4.3. Feasibility for GNSS Spoofing Detection

Finally, we verified the feasibility of using our model for real-time GNSS Spoofing Attack detection. We assumed position at an outdoor monitoring site, where Geodetic GNSS Receiver 1 was normally transmitting PNT information to a remote endpoint, while a malicious actor performed data faking at $T=\mathrm{10,000}\mathrm{s}$, altering the signal to be transmitted from Commercial GNSS Receiver 2 to the control terminal. Since the classification system operates continuously, it first received the concatenated fingerprint information from Receiver 1 and Receiver 2. We observed whether the TCN network could quickly identify the anomaly in such a sequence.

To this end, we additionally collected time skew data from 20 CSACs and artificially generated time skew series. These data were uniformly labeled as “anomalous receivers” and used in conjunction with the previously mentioned data to train the TCN network. After training the network, we used the clock offset information from Receiver 1 as the input stream. This input stream automatically passed the clock offset information for the first 4000 s to the TCN. At this point, it was observed that the TCN could correctly classify the information. After 10,000 s, the input stream to the TCN was switched to Receiver 2, which the TCN was not previously trained on. If the TCN consecutively output abnormal classification results within 10 s, it was considered a sign that the TCN had detected spoofing. We recorded how long it took for the TCN to alert to an anomaly after time $T$, and the results are shown in Figure 14.

It can be seen that the TCN fingerprinting network could respond to spoofing within 2400 s in over 80% of cases. When the spoofing clock source was not the same atomic clock, the detection time could be significantly reduced. Using a 90% accuracy threshold, it took only 710 s to respond to spoofing attack based with SA.45s and just 265 s to respond to OCXO. This is sufficient to counter most GNSS spoofing attacks, indicating that the fingerprint and classification method proposed in this paper can also be used for anomaly detection, especially for GNSS systems where timing attacks are the primary security concern, such as large-scale power systems, BBUs in mobile communication networks, and large-scale geological disaster detection systems. This method can also provide security protection and supplementary safeguards for low-dynamic GNSS scenarios, such as maritime AIS systems and VT systems.

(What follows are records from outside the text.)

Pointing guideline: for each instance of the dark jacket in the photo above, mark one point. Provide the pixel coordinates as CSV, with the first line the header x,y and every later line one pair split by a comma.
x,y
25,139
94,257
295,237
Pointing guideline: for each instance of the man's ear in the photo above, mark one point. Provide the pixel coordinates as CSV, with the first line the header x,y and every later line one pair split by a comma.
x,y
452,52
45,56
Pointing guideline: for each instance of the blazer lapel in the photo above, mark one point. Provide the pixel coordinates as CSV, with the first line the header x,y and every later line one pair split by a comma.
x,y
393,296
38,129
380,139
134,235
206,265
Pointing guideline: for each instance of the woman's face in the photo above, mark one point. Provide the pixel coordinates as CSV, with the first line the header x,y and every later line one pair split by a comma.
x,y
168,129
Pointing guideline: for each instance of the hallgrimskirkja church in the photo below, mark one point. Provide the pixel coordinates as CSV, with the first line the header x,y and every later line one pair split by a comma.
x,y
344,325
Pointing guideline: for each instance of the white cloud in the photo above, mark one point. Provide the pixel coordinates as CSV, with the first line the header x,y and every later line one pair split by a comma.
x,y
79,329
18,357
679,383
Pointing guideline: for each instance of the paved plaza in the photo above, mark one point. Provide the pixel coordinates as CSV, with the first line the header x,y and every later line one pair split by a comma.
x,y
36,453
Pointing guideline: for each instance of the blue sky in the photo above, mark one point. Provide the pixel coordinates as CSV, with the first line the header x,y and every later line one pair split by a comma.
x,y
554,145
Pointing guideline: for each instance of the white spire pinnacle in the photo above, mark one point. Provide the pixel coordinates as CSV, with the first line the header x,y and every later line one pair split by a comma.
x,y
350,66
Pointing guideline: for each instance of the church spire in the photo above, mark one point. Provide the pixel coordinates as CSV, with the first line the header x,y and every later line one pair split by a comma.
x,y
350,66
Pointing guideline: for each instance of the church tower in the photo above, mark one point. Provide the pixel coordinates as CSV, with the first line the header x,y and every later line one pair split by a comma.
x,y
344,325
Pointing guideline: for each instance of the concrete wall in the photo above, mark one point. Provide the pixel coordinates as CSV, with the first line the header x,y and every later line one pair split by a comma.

This approach offers a stable and low-cost security solution for GNSS receivers.

5. Conclusions

Through experimental validation, this paper has proven that the fingerprinting method proposed in Section 2 is feasible and can serve as a key feature for classifying GNSS receivers under different conditions. Through demonstrative experiments, we validated the potential application of this feature in GNSS spoofing detection. This fingerprinting method fills the gap in previous research regarding the classification of clock sources of the same type and parameters, eliminating the risk of hardware cloning attacks on the fingerprint recognition of GNSS receivers, significantly enhancing the security of hardware fingerprints based on time skew in GNSS receivers.

Furthermore, this paper, through theoretical derivation and experimental verification, suggests that CSAC clock sources may be inherently tamper-proof, with time skew serving as an anti-counterfeiting identifier for CSACs. This further enhances the advantages of using CSACs over traditional quartz oscillators in various electronic devices. CSACs can play a greater role in remote sensing systems requiring security, such as AIS systems and geological monitoring systems. In particular, it can be combined with other security schemes, such as hardware fingerprints based on clock characteristics, intermediate frequency hardware fingerprints, and channel encryption, to form a more secure GNSS spoofing detection solution.